Tolerance Stack Calculator
Stack tolerance (±)
0.014
How it works
Tolerance stack-up analysis determines the worst-case variation in an assembly when multiple components, each with dimensional tolerances, fit together. Understanding stack-up prevents interference fits and excessive gaps in assembled mechanisms.
**Worst-case analysis** Worst-case stack-up: simply sum all individual tolerances. If three gaps are each 10 ± 0.1 mm, the total gap is 30 mm, but could range from 29.7 to 30.3 mm (worst case). This is conservative — useful for safety-critical applications where any combination of dimensions must work.
**Statistical stack-up (RSS method)** Root Sum Square (RSS): total tolerance = √(t₁² + t₂² + t₃² + ...).

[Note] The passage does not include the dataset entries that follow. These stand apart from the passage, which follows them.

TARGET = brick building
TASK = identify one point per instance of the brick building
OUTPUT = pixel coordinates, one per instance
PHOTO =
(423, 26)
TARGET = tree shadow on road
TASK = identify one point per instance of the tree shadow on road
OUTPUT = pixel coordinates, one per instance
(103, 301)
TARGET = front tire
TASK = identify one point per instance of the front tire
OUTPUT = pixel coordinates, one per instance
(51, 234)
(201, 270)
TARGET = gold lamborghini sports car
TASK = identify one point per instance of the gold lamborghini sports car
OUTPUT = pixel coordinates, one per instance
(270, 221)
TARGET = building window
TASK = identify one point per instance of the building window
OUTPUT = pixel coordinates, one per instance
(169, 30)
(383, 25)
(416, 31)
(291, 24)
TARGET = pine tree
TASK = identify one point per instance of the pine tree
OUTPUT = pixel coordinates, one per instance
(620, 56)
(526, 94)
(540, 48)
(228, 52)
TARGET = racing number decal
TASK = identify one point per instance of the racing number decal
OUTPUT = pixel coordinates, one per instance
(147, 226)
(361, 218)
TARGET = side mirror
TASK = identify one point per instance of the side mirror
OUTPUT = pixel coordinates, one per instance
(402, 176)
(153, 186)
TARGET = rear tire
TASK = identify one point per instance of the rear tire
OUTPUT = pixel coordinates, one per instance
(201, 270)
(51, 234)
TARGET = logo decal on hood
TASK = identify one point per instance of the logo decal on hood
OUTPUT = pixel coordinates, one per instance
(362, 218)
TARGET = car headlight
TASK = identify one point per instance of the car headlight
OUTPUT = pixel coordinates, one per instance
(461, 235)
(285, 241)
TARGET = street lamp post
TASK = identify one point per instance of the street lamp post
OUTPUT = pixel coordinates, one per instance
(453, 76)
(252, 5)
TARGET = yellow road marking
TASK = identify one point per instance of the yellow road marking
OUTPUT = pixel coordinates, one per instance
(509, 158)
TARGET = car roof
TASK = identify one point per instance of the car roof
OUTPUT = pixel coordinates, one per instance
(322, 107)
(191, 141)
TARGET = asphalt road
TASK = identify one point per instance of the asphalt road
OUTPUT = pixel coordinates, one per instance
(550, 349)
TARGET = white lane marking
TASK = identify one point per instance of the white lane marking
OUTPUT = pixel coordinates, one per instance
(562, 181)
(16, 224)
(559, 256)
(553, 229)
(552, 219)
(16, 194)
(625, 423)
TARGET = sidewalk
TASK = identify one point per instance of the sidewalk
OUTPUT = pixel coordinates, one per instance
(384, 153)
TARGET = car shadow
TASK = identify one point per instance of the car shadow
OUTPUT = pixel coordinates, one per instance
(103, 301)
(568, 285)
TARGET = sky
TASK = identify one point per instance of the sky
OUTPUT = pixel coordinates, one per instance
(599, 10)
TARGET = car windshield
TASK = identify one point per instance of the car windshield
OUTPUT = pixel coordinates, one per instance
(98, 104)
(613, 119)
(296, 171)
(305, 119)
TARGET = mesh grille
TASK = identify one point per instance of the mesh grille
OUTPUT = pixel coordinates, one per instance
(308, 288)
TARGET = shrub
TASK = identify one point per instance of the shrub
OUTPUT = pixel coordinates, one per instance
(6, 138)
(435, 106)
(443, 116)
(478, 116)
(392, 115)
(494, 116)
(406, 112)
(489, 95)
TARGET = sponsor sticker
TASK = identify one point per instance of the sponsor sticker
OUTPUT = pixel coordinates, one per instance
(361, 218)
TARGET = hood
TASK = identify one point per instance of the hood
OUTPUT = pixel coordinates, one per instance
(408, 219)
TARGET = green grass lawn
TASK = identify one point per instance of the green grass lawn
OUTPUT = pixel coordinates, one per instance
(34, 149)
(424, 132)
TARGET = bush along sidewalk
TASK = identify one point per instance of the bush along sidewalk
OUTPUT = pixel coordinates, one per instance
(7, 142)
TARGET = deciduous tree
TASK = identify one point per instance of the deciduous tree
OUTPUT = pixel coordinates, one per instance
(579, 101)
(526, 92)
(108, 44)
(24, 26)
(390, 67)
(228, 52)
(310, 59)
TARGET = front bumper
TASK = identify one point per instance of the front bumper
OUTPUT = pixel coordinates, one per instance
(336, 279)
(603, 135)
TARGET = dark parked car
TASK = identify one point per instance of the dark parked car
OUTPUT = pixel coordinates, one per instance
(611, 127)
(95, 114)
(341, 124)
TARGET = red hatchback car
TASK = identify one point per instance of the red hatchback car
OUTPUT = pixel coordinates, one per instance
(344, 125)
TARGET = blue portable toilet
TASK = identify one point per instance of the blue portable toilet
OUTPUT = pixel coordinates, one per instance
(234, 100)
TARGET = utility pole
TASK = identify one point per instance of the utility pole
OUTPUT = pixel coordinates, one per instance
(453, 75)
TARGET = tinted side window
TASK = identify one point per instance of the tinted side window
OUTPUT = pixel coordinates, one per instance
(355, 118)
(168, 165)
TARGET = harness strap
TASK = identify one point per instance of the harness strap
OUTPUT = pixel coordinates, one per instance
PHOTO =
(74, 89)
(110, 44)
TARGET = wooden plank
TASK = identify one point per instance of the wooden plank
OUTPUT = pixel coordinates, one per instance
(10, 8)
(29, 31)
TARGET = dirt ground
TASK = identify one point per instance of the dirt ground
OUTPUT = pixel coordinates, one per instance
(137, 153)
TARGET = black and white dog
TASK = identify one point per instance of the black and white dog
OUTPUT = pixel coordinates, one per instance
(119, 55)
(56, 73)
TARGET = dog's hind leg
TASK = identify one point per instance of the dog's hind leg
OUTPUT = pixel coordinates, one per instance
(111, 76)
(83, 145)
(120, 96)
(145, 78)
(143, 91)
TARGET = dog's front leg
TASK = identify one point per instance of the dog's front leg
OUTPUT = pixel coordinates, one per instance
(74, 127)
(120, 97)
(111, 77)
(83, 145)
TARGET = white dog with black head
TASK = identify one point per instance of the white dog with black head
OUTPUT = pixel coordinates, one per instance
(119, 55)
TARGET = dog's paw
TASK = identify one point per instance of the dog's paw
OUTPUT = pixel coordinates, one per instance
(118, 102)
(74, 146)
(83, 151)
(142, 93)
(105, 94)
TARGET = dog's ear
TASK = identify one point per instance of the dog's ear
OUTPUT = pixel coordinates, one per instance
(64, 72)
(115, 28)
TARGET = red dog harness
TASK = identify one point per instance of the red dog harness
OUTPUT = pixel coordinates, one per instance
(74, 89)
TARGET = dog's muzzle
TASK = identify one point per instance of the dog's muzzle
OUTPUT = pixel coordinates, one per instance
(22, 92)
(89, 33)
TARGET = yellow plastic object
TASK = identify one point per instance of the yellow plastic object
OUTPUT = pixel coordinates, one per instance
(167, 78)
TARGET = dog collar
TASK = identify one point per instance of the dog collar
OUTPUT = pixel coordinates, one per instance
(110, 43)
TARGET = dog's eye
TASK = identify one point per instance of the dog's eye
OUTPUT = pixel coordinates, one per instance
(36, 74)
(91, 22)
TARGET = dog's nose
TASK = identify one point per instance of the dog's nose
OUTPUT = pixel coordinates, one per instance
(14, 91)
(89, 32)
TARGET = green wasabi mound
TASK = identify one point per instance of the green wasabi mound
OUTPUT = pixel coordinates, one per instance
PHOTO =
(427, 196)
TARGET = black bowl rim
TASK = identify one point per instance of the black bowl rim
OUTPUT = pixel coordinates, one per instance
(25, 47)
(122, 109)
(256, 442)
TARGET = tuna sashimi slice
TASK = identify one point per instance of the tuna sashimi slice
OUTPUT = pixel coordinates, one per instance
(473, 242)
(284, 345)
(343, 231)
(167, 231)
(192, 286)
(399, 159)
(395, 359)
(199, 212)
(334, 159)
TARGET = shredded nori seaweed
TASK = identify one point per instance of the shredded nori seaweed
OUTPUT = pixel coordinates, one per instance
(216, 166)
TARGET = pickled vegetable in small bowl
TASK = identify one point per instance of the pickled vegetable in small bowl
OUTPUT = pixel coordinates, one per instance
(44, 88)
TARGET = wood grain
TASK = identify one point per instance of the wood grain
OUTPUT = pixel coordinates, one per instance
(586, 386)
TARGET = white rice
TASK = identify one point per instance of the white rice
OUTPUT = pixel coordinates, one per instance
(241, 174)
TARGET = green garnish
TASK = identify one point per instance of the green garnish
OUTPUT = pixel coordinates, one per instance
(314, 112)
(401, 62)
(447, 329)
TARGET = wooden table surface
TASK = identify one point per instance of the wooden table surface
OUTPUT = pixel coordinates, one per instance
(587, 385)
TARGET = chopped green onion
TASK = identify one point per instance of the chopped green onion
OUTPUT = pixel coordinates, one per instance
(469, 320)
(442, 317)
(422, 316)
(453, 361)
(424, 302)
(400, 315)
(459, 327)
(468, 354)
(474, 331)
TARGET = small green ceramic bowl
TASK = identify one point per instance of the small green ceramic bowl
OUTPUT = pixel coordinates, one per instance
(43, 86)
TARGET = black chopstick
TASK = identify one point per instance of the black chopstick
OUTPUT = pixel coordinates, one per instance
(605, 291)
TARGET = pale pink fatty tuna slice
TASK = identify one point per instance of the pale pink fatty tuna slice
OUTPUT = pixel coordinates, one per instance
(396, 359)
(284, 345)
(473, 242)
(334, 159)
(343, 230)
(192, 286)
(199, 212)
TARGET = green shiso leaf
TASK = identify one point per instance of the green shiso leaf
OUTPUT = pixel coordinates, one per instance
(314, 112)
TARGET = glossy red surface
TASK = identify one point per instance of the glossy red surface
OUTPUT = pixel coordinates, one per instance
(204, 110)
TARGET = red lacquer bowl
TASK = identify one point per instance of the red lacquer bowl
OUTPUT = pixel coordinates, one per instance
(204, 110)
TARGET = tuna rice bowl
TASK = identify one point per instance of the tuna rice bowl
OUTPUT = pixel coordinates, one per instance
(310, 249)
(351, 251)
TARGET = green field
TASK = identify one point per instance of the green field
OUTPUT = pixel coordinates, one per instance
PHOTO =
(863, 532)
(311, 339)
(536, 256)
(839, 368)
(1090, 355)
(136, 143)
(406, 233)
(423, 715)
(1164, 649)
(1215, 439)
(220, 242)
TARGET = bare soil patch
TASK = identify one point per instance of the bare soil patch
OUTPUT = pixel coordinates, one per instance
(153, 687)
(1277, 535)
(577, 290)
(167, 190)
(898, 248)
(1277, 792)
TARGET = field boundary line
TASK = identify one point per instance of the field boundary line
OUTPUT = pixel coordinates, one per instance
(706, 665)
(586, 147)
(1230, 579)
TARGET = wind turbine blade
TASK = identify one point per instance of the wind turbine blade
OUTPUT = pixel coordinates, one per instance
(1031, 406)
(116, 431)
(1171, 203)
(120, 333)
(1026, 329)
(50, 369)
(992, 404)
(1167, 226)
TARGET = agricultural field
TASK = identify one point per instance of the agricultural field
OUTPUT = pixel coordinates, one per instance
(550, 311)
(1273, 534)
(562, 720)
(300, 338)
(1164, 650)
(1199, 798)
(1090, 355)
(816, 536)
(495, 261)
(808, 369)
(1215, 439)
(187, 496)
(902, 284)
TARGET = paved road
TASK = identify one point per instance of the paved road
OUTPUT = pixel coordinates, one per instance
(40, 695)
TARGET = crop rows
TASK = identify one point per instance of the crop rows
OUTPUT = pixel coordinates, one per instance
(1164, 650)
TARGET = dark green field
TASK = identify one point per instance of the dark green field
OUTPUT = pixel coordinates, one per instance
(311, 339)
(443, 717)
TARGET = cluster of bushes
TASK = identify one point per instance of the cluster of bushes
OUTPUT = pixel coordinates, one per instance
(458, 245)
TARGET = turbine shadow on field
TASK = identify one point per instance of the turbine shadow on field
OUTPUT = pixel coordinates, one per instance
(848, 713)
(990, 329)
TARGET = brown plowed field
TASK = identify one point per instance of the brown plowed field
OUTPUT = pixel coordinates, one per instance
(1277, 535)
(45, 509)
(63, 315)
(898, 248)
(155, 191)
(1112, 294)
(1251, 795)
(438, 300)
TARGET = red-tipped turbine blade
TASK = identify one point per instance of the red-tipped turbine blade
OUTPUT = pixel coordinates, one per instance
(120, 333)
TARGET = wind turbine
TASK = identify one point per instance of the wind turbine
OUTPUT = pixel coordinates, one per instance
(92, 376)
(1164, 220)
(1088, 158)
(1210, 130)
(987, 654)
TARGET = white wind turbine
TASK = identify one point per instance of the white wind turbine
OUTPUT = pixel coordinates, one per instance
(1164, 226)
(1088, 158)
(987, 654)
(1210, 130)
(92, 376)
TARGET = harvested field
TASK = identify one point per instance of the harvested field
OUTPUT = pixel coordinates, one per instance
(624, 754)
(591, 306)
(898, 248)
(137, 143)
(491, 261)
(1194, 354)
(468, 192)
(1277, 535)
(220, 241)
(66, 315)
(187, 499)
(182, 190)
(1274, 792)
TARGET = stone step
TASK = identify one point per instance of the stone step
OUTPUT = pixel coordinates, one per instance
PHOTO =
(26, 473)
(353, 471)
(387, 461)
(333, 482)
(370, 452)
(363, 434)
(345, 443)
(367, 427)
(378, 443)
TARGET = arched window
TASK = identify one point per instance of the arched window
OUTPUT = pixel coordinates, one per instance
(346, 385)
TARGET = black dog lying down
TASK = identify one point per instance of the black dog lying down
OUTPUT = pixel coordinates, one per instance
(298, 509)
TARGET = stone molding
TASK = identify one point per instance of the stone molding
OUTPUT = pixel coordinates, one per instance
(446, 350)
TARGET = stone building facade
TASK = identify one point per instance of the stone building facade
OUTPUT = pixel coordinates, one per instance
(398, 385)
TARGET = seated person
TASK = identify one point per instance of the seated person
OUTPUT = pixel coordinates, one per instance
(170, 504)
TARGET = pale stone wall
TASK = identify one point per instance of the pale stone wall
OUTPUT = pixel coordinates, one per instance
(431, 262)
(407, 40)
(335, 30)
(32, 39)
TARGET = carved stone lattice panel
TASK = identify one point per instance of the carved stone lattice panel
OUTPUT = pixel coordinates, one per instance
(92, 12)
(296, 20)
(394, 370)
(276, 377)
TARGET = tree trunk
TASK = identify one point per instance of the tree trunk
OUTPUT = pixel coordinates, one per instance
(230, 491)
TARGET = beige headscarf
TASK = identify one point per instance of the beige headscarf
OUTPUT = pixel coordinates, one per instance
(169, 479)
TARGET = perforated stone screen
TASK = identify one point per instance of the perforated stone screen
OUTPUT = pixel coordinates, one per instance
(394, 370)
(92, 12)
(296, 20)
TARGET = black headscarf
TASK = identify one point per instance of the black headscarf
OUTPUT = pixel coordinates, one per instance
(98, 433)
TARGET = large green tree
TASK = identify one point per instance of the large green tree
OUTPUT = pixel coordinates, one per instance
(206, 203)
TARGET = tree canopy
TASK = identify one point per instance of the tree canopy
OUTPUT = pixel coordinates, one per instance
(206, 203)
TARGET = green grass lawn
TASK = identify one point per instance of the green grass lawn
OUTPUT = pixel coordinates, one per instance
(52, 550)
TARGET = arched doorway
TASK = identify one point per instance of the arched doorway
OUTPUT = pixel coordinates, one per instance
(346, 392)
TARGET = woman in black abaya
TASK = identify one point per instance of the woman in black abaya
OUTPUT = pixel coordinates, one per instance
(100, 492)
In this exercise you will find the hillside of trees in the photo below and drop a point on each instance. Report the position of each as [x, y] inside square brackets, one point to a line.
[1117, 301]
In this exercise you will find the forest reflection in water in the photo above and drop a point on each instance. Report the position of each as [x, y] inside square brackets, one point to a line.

For three ±0.1 mm tolerances: RSS = ±√(0.1² + 0.1² + 0.1²) = ±0.173 mm. This represents ±3σ variation under normal distribution assumptions (if each tolerance represents ±3σ). RSS predicts what actually occurs in production better than worst-case.
**GD&T and feature-based stack analysis** Geometric Dimensioning and Tolerancing (GD&T) provides a framework for specifying tolerances that enable proper stack-up analysis. Position tolerance, form tolerance, and datum reference frames all affect how tolerances combine. Virtual condition (worst mating condition) is key to interference analysis.
**Tolerance allocation** Given an assembly requirement, allocate tolerances to individual components. Tighter tolerances cost more — allocate tighter tolerances to dimensions with large stack-up contributions and looser tolerances elsewhere. Components with high sensitivity (large partial derivatives in the stack-up equation) should receive tighter tolerances.
Frequently Asked Questions
- Worst-case: add all tolerances — guarantees every assembly works regardless of which extreme each part takes. Conservative and safe for small-quantity, high-reliability assemblies. Statistical (RSS): assumes each part takes a random value from its distribution — only ~0.27% of assemblies fall outside the RSS tolerance (for ±3σ). RSS gives a tighter assembly tolerance than worst-case (RSS tolerance = √Σt² vs. Σt). Use worst-case for: safety-critical assemblies, small production runs, assemblies where rejections are catastrophic. Use RSS for: high-volume production where some assembly variation is acceptable, and where 100% interchangeability isn't required.
- Sensitivity analysis: each dimension contributes to the total stack-up sensitivity based on its partial derivative in the stack-up equation. For a linear chain: all dimensions contribute equally (sensitivity = 1). For more complex geometry, sensitivities vary. The tolerance contribution = sensitivity × tolerance. Rank dimensions by tolerance contribution and tighten the largest contributors first. A dimension with sensitivity 2 and tolerance ±0.2 mm contributes the same as a dimension with sensitivity 1 and ±0.4 mm. Tightening a low-sensitivity dimension has little effect on assembly variation; focus on high-sensitivity, high-tolerance dimensions.
- GD&T position tolerance (⌀0.1 mm) defines a cylindrical zone within which the hole center must lie — the zone diameter is the position tolerance. For a clearance fit (bolt through hole): worst-case clearance = hole_min_size - bolt_max_size - position_tolerance_hole - position_tolerance_bolt. For a 10mm bolt through a 10.5mm hole, each with ⌀0.1mm position tolerance: minimum clearance = (10.5 - 0.1/2) - (10 + 0.1/2) - 0.1 - 0.1 = -0.05mm — interference possible in worst case. Correct by increasing hole size, reducing position tolerances, or using floating fasteners.
- Assembly gap is the air space between mating parts when all parts are assembled. Too large a gap: aesthetic problem, structural weakness, rattling. Too small (or negative) gap: interference, parts won't assemble. Tolerance stack-up predicts the gap distribution. For a stack-up with nominal gap G₀ = 2mm and total tolerance T: gap ranges from G₀ - T to G₀ + T (worst-case). To ensure gap is always positive: G₀ > T (nominal gap must exceed total tolerance). Solve interference problems by: increasing nominal gap, tightening individual tolerances, using shims for adjustment, or designing for adjustability (slotted holes, adjustment screws).